As any virus running on a network it has a pattern weather it be dormant
on the network at times or not.
Identify the pattern and where it is trying to phone home to and isolate
it from phoning home. Then Clean sweep the machines you have control of.
The worst part of any of this is that IOT devices IE(ip cameras,dvrs,
tempature monitors and others) are the real threat as they have weak
basic code that is open to the network.
Isolation will be your best bet. This will prevent DDOS attacks on one
front but doesnt stop new viruses from entering.
On 5/8/2017 10:34 PM, Steve Jones wrote:
an addendum to this, there are two primay variants to the payload. One
tends to be much more aggressive, a much more roughly defined code,
not all that pretty, but ultimately very versatile and robust. The
other is normally more elegant in design, but it tends to be
visciously malicious, this is the one to be most concerned of. Its
underlying code has started wars and destroyed nations
On Mon, May 8, 2017 at 9:49 PM, Steve Jones <thatoneguyst...@gmail.com
<mailto:thatoneguyst...@gmail.com>> wrote:
So this weekend I discovered a Trojan virus on my network.
Sometime around January we had opted to remove an old firewall
that had met its product life cycles end. We were still in the
process of deciding whether to continue with temporary firewalls
or look toward more robust input/output chain policies for a
hardened, more permanent solution.

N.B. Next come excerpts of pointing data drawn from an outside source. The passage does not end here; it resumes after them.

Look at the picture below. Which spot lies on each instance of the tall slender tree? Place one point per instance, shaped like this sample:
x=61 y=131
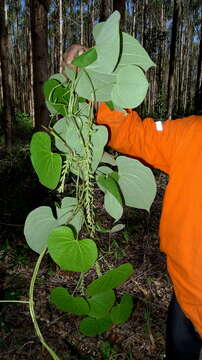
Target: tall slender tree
x=119 y=5
x=6 y=78
x=39 y=31
x=175 y=25
x=198 y=90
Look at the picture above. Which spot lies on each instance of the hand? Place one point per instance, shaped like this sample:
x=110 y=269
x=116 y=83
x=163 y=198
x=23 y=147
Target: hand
x=71 y=53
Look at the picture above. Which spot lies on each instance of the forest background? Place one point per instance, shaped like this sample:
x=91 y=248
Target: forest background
x=33 y=37
x=35 y=34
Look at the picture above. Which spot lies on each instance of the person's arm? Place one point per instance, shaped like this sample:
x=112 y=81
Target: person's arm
x=155 y=143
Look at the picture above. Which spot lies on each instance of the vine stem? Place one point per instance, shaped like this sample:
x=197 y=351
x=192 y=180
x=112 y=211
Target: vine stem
x=31 y=307
x=16 y=301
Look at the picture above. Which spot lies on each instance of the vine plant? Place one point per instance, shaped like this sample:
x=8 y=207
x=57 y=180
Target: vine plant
x=113 y=71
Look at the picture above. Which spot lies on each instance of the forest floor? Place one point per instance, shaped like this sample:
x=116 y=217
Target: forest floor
x=141 y=337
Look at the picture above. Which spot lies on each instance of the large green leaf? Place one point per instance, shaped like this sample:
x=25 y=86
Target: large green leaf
x=91 y=327
x=132 y=53
x=107 y=45
x=108 y=159
x=130 y=88
x=46 y=164
x=137 y=183
x=112 y=199
x=64 y=301
x=110 y=280
x=95 y=85
x=40 y=222
x=109 y=184
x=121 y=312
x=71 y=132
x=69 y=253
x=100 y=304
x=38 y=225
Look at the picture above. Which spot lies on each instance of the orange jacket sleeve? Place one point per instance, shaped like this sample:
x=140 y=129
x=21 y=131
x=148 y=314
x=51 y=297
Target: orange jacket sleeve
x=130 y=135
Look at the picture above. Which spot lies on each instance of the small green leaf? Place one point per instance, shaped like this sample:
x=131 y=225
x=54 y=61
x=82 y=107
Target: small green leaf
x=110 y=280
x=68 y=303
x=40 y=222
x=131 y=87
x=110 y=105
x=86 y=58
x=137 y=183
x=108 y=159
x=113 y=197
x=109 y=184
x=69 y=214
x=117 y=228
x=90 y=326
x=100 y=304
x=46 y=164
x=113 y=206
x=121 y=312
x=69 y=253
x=57 y=95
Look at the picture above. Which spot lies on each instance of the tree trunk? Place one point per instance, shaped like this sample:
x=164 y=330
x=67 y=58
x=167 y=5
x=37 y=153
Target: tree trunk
x=171 y=85
x=61 y=34
x=104 y=10
x=6 y=79
x=82 y=24
x=198 y=90
x=119 y=5
x=39 y=31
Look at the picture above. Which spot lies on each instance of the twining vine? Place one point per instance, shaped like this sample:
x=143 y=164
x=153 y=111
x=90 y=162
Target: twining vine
x=116 y=77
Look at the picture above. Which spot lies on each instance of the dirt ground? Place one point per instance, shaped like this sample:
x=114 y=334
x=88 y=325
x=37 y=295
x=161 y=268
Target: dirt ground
x=142 y=337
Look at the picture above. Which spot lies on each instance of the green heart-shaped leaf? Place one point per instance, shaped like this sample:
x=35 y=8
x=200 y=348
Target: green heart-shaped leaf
x=121 y=312
x=107 y=45
x=40 y=222
x=57 y=95
x=68 y=303
x=130 y=88
x=46 y=164
x=69 y=253
x=100 y=304
x=137 y=183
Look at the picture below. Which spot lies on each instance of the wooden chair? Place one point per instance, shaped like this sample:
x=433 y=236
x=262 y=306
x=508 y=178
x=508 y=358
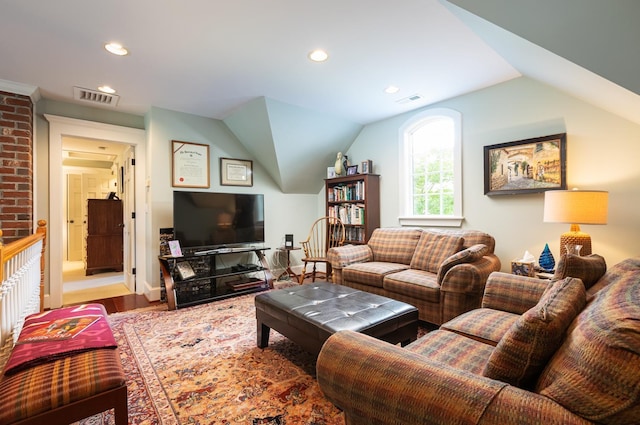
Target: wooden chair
x=325 y=233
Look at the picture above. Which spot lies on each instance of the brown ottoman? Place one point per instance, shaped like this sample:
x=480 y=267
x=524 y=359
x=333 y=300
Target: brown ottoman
x=308 y=314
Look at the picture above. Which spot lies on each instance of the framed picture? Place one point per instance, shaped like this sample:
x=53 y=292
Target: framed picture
x=189 y=164
x=185 y=270
x=526 y=166
x=366 y=166
x=236 y=172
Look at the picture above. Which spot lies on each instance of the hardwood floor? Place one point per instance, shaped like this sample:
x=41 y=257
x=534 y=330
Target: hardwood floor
x=124 y=303
x=134 y=301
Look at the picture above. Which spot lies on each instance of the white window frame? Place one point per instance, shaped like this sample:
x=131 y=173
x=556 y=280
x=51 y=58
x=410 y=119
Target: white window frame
x=406 y=217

In the mean time, of course, we
continued to do the upload/download thing. We had some suspicion
that there was something going on, we noted alot of broadcast
storms, particularly in the mornings. The network had become
particularly sluggish and there seemed to be alot of application
bloat, initially i just attributed this to poor code maintenance
resulting in a memory leak.
We did a basic Netstat this weekend and discovered a traffic
anomaly. So we went to a professional and had them run a packet
sniffer. We had verification of foreign code, likely for as long
as 6-8 weeks.
It will be layer 3 in this case but its too early to tell whether
this codes payload will be TCP or UDP, we will be monitoring as
the code replicates. This is a pretty common virus, as a matter of
fact we have all had it at one point, probably so long ago we dont
even remember. We anticipate The fully formed packet chain to
leave NAT mode and be fully routed out to the WAN in December.